Fig. 5 — MS/MS differential analysis of peptides generated during hydrolysis of IGF-1 and MBP by 20S and PA28γ–20S particles. Heatmap comparison of the abundance of significant peptides generated after 6 h of proteasomal degradation of IGF-1 and MBP in the 20S (biological and technical replicates of samples designated A, B, and C and PA28γ–20S (biological and technical replicates of samples designated 1, 2, and 3) samples. Samples were analyzed by nLC–MS/MS and processed by MaxQuant against the database IGF-1 or MBP + contaminant sequences. Differences and similarities in peptide intensities (normalized to the Z-score) are shown; green indicates decreased levels, and red indicates increased levels.
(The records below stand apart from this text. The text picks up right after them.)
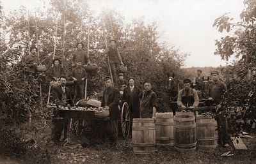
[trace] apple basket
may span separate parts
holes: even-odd
[[[95,118],[104,119],[109,116],[109,110],[108,109],[97,110],[94,112],[94,115],[95,116]]]
[[[46,66],[45,65],[36,66],[36,70],[39,72],[46,71]]]

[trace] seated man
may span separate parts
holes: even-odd
[[[62,66],[60,66],[61,61],[59,59],[54,59],[52,61],[53,66],[50,69],[50,78],[52,80],[58,81],[60,77],[65,76],[65,71]]]
[[[179,92],[177,100],[178,107],[182,109],[196,108],[199,105],[196,91],[190,87],[191,81],[189,79],[184,79],[183,82],[185,87]]]

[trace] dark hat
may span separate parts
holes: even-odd
[[[145,81],[144,81],[144,82],[143,82],[143,85],[144,85],[145,83],[149,83],[149,84],[152,84],[152,83],[151,83],[151,82],[150,82],[150,80],[145,80]]]
[[[129,78],[128,78],[128,82],[131,79],[132,79],[135,82],[135,79],[133,77],[130,77]]]
[[[199,72],[200,72],[200,73],[202,73],[202,70],[197,70],[197,71],[199,71]]]
[[[104,79],[104,81],[106,82],[106,80],[112,80],[111,77],[106,77]]]
[[[116,40],[114,39],[110,39],[109,40],[109,43],[111,42],[111,41],[114,41],[115,43],[116,43]]]
[[[219,72],[218,71],[212,71],[211,72],[211,75],[212,75],[212,74],[217,74],[217,75],[219,75]]]
[[[185,83],[191,83],[191,80],[190,80],[188,78],[185,78],[185,79],[183,80],[183,83],[184,84],[185,84]]]
[[[61,78],[64,78],[65,79],[67,80],[67,77],[65,77],[65,76],[64,76],[64,75],[61,76],[61,77],[60,77],[60,79],[61,79]]]
[[[33,47],[30,47],[30,52],[31,52],[33,49],[36,49],[36,52],[38,50],[36,47],[35,47],[35,46],[33,46]]]
[[[82,42],[78,42],[77,43],[76,43],[76,47],[77,48],[77,46],[79,44],[82,45],[82,48],[84,48],[84,43],[83,43]]]
[[[52,64],[54,64],[54,61],[58,61],[60,62],[60,64],[61,63],[61,61],[60,61],[60,59],[59,58],[55,58],[54,59],[53,59],[52,61]]]

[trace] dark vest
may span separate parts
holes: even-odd
[[[61,76],[60,72],[61,67],[59,66],[58,67],[54,66],[53,69],[53,77],[56,78],[60,78]]]
[[[181,98],[182,104],[187,107],[193,106],[195,102],[194,96],[192,94],[192,89],[189,88],[188,94],[186,95],[185,89],[183,89],[182,97]]]
[[[65,89],[65,93],[62,91],[61,87],[61,105],[63,107],[67,106],[67,90]]]
[[[108,57],[109,58],[109,62],[119,63],[116,48],[115,47],[114,48],[112,48],[111,47],[109,47]]]

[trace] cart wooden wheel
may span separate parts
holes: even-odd
[[[131,126],[130,110],[128,103],[125,102],[122,107],[121,125],[124,137],[127,139],[129,137]]]

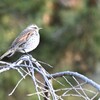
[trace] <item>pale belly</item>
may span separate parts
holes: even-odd
[[[31,36],[31,38],[25,44],[23,44],[22,48],[20,48],[18,51],[22,53],[30,52],[39,45],[39,42],[40,36]]]

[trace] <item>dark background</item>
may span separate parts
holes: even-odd
[[[77,71],[100,83],[100,0],[0,0],[0,55],[30,24],[43,28],[31,54],[54,66],[44,66],[47,71]],[[21,55],[4,60],[13,62]],[[0,100],[33,99],[26,96],[34,91],[30,78],[8,96],[20,78],[16,71],[0,74]]]

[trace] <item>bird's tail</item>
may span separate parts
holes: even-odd
[[[14,50],[9,49],[6,53],[4,53],[1,57],[0,60],[2,60],[4,57],[11,57],[14,54]]]

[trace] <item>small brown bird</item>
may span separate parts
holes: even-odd
[[[11,57],[15,52],[28,53],[34,50],[40,42],[40,29],[33,24],[24,29],[13,41],[8,51],[0,57],[0,60],[6,56]]]

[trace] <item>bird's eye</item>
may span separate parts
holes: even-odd
[[[34,29],[37,29],[37,27],[34,27]]]

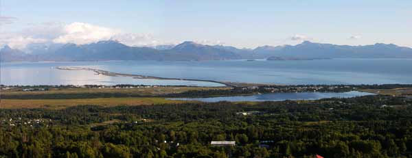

Data were obtained from supervised hierarchical clustering analysis by applying a t test, Benjamini–Hochberg correction, and a p value of 0.05

PA28γ regulates intracellular level of ectopic MBP

To verify if what was observed in vitro was also reflected in cell lines, we took advantage of a particular 21.5 kDa isoform of MBP (i.e., isoform 3 or MBP1) which has been shown to be an intrinsically disordered protein, such as the most common 18.5 kDa isoform (isoform 5 or MBP3). The 21.5 kDa isoform also contains a nontraditional PY-nuclear localization signal (NLS) in its sequence that allows its transport and accumulation at the nucleus [67, 68]. The expression of the protein (carrying a Myc-tag to facilitate its detection by western blot) was ectopically induced from a plasmid in eukaryotic cells characterized by different levels of PA28γ expression. Specifically, we utilized the A375 human melanoma cell line, which expresses high basal amounts of PA28γ, and its derivative Cas9-A375 PA28γ-knockout line (A375 Crispr), obtained by the CRISPR/Cas9 system and characterized in detail previously [52]. As expected, the A375 Crispr clone shows no detectable amounts of PA28γ, regardless of whether MBP is present (Fig. 6A). Crucially, when expressed in parallel in the two different clones (i.e., A375 WT and A375 Crispr), MBP accumulates over time to much higher levels in cells that do not express PA28γ compared to those expressing it. This effect is evident within 24 hs after transfection, but becomes very strong after 48 h (Fig. 6B and Supplementary Fig. 9). As independent demonstration that PA28γ-dependent proteasomal activity is impaired in A375 Crispr cells, the intracellular amounts of p21, a well characterized PA28γ–20S proteasome substrate, were similarly increased in these cells (Fig. 6C). Although the biological relevance of this observation needs still to be investigated in greater detail, this in cell lines data confirm the findings of our in vitro experiments.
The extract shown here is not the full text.